Auch im Free Jazz gibt es Inside-Outside-Improvisation. Hier können Situationen mit eindeutigen Stimmungsbildern (moods) entstehen, die man auflösen und anschließend zu einem sich ergebenen Zeitpunkt wieder aufleben lassen kann.
Üblich ist aber im allgemeinen die Improvisation über Changes. Als Changes bezeichnet man für gewöhnlich die Akkordfolgen eines Jazz-Standards oder einer Komposition. Diese Akkordfolgen können durch verschiedene Tonarten gehen, deren Beziehungsgeflecht der Solist zu berücksichtigen hat. Das heißt, es gibt festgelegte Regeln, die dem Improvisator Zwänge in Bezug auf seine Tonauswahl auferlegen. Der Improvisierende verfügt dabei über eine beschränkte Auswahl an Tonmaterial, das er auf bestimmte Akkorde anzuwenden hat.

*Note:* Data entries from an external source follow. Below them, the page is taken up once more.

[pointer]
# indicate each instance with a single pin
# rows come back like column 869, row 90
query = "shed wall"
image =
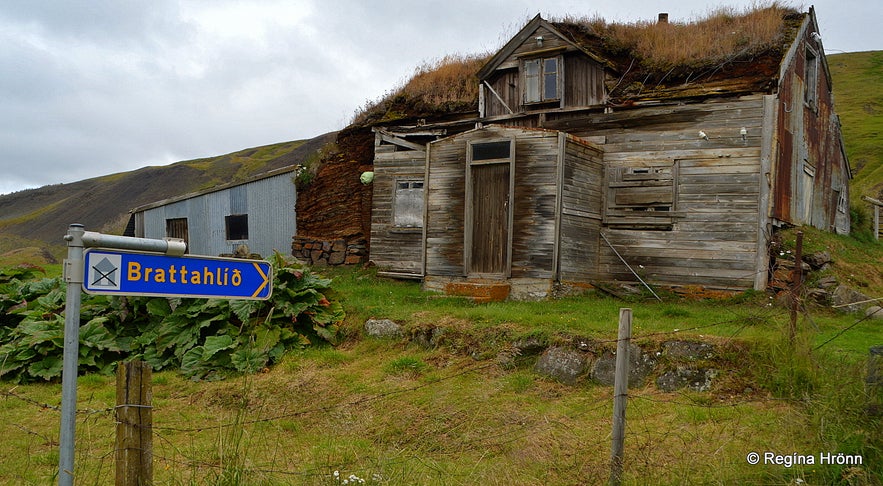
column 535, row 201
column 713, row 238
column 268, row 202
column 395, row 249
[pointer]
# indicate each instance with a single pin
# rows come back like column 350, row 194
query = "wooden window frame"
column 541, row 81
column 411, row 182
column 657, row 215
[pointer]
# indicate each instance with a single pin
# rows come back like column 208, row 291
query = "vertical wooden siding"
column 268, row 202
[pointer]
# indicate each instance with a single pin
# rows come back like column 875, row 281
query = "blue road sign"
column 115, row 272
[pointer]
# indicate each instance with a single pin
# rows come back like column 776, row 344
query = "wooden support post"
column 134, row 416
column 620, row 395
column 796, row 283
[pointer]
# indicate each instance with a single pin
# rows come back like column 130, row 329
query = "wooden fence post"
column 134, row 417
column 620, row 395
column 796, row 286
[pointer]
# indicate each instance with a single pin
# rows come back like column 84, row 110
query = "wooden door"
column 489, row 249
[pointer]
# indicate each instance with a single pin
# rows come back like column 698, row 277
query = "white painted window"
column 408, row 210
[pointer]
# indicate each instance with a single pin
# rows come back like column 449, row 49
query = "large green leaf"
column 47, row 368
column 214, row 344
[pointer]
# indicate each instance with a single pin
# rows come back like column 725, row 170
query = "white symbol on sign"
column 104, row 273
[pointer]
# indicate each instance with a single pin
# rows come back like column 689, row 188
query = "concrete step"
column 480, row 291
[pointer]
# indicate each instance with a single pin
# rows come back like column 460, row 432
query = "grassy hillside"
column 456, row 401
column 858, row 90
column 40, row 217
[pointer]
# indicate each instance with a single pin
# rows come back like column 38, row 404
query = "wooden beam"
column 401, row 142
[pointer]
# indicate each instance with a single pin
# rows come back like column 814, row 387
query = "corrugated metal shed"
column 258, row 213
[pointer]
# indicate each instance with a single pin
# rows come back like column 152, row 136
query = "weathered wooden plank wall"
column 535, row 201
column 395, row 249
column 713, row 238
column 445, row 207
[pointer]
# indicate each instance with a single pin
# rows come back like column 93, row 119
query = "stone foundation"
column 313, row 251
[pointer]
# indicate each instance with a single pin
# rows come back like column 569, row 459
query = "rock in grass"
column 383, row 328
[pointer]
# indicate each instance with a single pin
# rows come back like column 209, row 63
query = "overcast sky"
column 90, row 88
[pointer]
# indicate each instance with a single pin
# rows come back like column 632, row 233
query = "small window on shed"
column 236, row 226
column 491, row 150
column 641, row 197
column 408, row 204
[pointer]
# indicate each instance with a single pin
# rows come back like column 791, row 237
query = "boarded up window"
column 236, row 226
column 408, row 211
column 641, row 197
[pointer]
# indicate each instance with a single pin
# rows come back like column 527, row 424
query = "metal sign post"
column 73, row 275
column 164, row 272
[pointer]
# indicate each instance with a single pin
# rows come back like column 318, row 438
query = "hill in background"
column 858, row 91
column 40, row 217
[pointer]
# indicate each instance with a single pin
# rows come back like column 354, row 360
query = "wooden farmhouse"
column 585, row 164
column 257, row 214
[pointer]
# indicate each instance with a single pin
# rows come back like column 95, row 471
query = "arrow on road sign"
column 115, row 272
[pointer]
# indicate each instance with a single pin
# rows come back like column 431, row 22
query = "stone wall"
column 339, row 251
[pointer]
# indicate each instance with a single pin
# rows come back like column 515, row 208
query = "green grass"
column 452, row 410
column 860, row 106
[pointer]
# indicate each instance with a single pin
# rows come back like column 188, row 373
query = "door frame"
column 469, row 217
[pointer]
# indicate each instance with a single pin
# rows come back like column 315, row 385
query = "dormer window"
column 541, row 80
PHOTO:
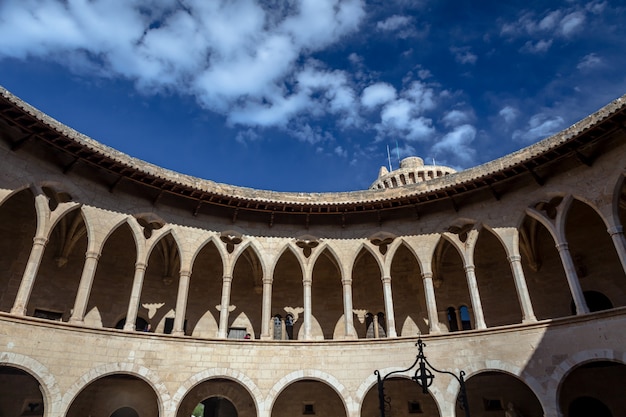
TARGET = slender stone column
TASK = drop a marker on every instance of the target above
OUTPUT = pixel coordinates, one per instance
(617, 235)
(307, 283)
(528, 315)
(224, 305)
(266, 313)
(181, 303)
(479, 318)
(431, 302)
(389, 312)
(84, 288)
(28, 279)
(572, 278)
(135, 296)
(347, 308)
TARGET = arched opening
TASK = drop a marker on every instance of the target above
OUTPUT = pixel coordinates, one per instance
(287, 291)
(115, 393)
(495, 282)
(450, 282)
(18, 221)
(326, 294)
(543, 270)
(597, 386)
(367, 292)
(215, 407)
(308, 397)
(20, 393)
(409, 301)
(205, 292)
(125, 412)
(596, 301)
(160, 286)
(406, 399)
(247, 294)
(594, 255)
(58, 277)
(218, 397)
(493, 393)
(588, 406)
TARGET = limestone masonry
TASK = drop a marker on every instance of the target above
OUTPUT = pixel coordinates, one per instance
(130, 290)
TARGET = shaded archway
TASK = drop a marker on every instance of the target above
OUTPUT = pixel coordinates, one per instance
(409, 301)
(326, 293)
(597, 386)
(246, 295)
(543, 269)
(367, 292)
(160, 285)
(109, 394)
(55, 288)
(308, 397)
(205, 293)
(287, 290)
(492, 393)
(218, 397)
(18, 222)
(597, 265)
(21, 395)
(495, 281)
(405, 398)
(451, 290)
(113, 281)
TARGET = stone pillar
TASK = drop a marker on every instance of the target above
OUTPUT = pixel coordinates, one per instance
(389, 312)
(347, 308)
(84, 288)
(135, 296)
(572, 278)
(222, 333)
(266, 313)
(431, 303)
(181, 303)
(28, 279)
(528, 315)
(479, 318)
(307, 283)
(617, 235)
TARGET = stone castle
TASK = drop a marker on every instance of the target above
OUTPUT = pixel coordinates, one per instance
(130, 290)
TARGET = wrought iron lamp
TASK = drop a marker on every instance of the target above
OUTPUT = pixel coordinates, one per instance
(423, 377)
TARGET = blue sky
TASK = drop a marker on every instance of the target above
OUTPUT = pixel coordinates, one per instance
(306, 95)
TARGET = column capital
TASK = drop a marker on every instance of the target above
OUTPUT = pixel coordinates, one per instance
(514, 258)
(92, 255)
(41, 241)
(562, 246)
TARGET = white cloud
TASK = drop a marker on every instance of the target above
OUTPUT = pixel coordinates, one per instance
(589, 62)
(539, 126)
(377, 94)
(240, 58)
(393, 23)
(455, 145)
(540, 46)
(509, 114)
(455, 118)
(464, 55)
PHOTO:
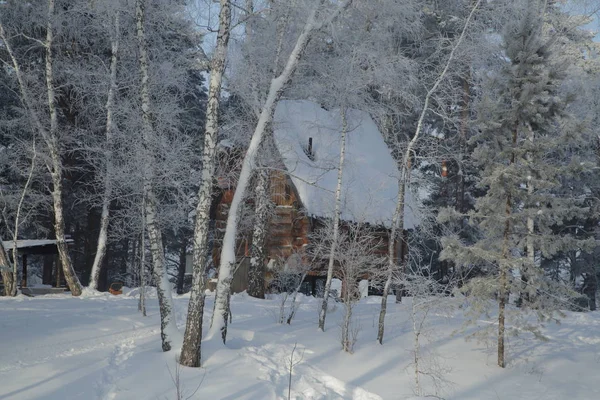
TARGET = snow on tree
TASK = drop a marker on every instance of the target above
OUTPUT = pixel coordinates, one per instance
(314, 22)
(523, 151)
(168, 326)
(191, 350)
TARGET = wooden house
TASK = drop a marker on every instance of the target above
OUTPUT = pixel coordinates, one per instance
(303, 182)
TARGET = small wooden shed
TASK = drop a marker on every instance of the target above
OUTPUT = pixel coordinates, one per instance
(51, 270)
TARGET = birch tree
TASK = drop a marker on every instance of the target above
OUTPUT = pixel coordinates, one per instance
(404, 177)
(108, 185)
(278, 84)
(336, 226)
(191, 351)
(167, 318)
(46, 125)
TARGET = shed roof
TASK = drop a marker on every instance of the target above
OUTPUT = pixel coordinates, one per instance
(29, 243)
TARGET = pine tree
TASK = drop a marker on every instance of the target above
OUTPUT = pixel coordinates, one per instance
(523, 149)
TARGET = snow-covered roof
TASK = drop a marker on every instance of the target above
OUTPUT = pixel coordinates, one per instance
(21, 244)
(370, 176)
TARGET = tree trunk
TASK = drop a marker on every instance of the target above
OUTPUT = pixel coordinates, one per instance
(182, 263)
(51, 139)
(8, 277)
(191, 351)
(56, 164)
(405, 168)
(336, 222)
(163, 286)
(503, 283)
(256, 271)
(397, 221)
(142, 301)
(104, 219)
(220, 315)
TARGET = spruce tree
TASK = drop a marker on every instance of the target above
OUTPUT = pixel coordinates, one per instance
(523, 150)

[Bearbeiten] Harmonisches Gerüst (Beispiel)
Gegeben sei die Akkordfolge A Major7 - Ab Moll 7 - G7(b9) - C Moll 7
Bei A Major 7 hat man z. B. die Möglichkeit die Tonleitern oder Skalen A Ionisch, A Lydisch oder A Lydisch #9 zu spielen
Bei Ab Moll 7 hat man z. B. die Möglichkeit Ab Äolisch, Ab Dorisch oder Ab Phrygisch zu spielen
Bei G7 (b9) hat man z. B. die Möglichkeit G Mixolydisch (b9/b13), G Alteriert oder G HalbtonGanzton zu spielen,
Bei C Moll 7 bestehen Skalentechnisch wieder dieselben Möglichkeiten wie bei Ab Moll 7 - also C Äolisch, C Dorisch oder C Phrygisch
[Bearbeiten] Erweiterung mittels I.-O.-Improvisation
Es gibt aber noch die Möglichkeit, mittels Inside-Outside-Improvisation diese Akkorde zu erweitern. Das Besondere der Technik des Inside-Outside-Improvisierens besteht darin, die natürlichen Grenzen der Harmonik zu überschreiten.
Hierfür gibt es verschiedene Optionen.
1. - Man verläßt intuitiv die vorgegebenen Tonarten und verlagert die melodischen Schwerpunkte auf akkordfremde Töne, um zu gegebener Zeit wieder in die Ausgangs-Tonart zurückzukehren.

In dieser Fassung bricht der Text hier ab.